Toxi-infections collectives
Les toxi-infections alimentaires collectives (TIAC), qui concernent au moins 2 personnes présentant des symptômes similaires dans les mêmes circonstances et présentent un lien de causalité (probable) avec une même source alimentaire, ont vu leur nombre augmenter en 2011. Elles sont passées de 96 en 2009, à 281 en 2011. Le nombre de personnes concernées était de 854 en 2009, et de 1.539 en 2011. Cette augmentation est attribuée à un meilleur rapportage à l’AFSCA par les acteurs concernés: les communautés et l’Institut de Santé Publique (ISP).
A noter que la cause des TIAC n’est identifiée que dans 10% des cas par l’analyse des restes alimentaires ou l’examen des malades. L’AFSCA encourage d’ailleurs vivement les professionnels de la santé à rapporter, auprès des communautés, les cas de TIAC, qu’ils soient collectifs ou même individuels.

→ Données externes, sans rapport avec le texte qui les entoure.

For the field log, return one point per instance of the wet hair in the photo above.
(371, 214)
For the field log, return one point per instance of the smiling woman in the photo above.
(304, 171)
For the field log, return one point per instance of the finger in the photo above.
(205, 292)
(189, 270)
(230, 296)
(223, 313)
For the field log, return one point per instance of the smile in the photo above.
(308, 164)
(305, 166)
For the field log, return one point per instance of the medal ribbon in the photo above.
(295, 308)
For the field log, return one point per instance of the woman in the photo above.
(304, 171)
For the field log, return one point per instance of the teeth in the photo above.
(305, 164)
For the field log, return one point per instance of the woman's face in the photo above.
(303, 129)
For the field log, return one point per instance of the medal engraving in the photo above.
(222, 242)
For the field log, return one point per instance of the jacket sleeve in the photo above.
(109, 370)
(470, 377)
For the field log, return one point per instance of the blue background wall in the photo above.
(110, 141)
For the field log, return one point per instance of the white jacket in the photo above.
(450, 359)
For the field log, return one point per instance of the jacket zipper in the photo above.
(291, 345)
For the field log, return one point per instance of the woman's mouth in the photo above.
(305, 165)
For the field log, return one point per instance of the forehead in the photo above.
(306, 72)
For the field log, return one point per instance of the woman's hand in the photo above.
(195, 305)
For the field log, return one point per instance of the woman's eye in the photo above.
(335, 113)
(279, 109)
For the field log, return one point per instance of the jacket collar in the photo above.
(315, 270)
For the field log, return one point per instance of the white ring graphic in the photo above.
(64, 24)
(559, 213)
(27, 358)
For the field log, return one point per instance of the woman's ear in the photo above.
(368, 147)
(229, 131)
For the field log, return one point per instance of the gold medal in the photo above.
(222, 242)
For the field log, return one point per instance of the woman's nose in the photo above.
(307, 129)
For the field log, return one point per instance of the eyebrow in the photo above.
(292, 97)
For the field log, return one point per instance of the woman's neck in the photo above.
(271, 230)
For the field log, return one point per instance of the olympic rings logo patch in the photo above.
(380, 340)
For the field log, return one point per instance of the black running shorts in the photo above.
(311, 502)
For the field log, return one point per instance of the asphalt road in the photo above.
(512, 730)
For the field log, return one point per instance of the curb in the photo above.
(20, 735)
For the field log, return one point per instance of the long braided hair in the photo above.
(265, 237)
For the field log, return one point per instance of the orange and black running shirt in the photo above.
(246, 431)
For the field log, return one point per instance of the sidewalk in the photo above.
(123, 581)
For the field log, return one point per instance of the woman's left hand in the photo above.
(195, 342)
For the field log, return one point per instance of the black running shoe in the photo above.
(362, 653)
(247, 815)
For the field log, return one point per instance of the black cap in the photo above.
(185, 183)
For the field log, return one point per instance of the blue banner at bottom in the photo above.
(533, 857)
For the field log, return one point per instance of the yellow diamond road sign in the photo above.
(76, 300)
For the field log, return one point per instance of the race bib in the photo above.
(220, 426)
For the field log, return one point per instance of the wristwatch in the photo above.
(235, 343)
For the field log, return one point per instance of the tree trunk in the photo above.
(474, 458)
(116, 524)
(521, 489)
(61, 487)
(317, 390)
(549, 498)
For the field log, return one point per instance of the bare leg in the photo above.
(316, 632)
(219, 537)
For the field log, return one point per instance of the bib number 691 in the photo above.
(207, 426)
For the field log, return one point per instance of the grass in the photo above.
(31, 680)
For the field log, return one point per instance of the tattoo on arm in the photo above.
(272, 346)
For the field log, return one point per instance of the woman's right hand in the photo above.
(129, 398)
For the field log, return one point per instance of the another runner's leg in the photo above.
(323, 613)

Sécurité et alimentation équilibrée
Les aspects nutritionnels de l’alimentation, bien que pouvant aussi mettre en danger la santé, ne sont pas pris en compte dans la sécurité alimentaire. Mais dans certains cas, les craintes pour la sécurité alimentaire peuvent constituer un frein pour atteindre certains objectifs nutritionnels, comme la majoration de la consommation de fruits et de légumes ou de poisson.
Ainsi, on entend souvent dire que les fruits et légumes contiennent trop de résidus de pesticides. C’est faux, précise Jean-Paul Denuit. En 2011, l’AFSCA a effectué 3.537 analyses de résidus de pesticides dans des denrées alimentaires, dont près de 2.500 dans les fruits, légumes et céréales. Il s’avère que 97% des échantillons sont conformes. Précisons que la limite de conformité n’est pas une limite de toxicité. Il y a plus d’échantillons non conformes parmi les produits importés, que parmi les produits locaux. Si le dépassement présente un risque pour la santé, le produit est retiré. En 2011, il y a eu un cas, concernant des pommes de terre.
Quant au poisson, la teneur en métaux lourds s’est avérée conforme dans 99,2% des cas. La crainte des métaux lourds n’est donc pas un argument valable pour ne pas manger de poisson!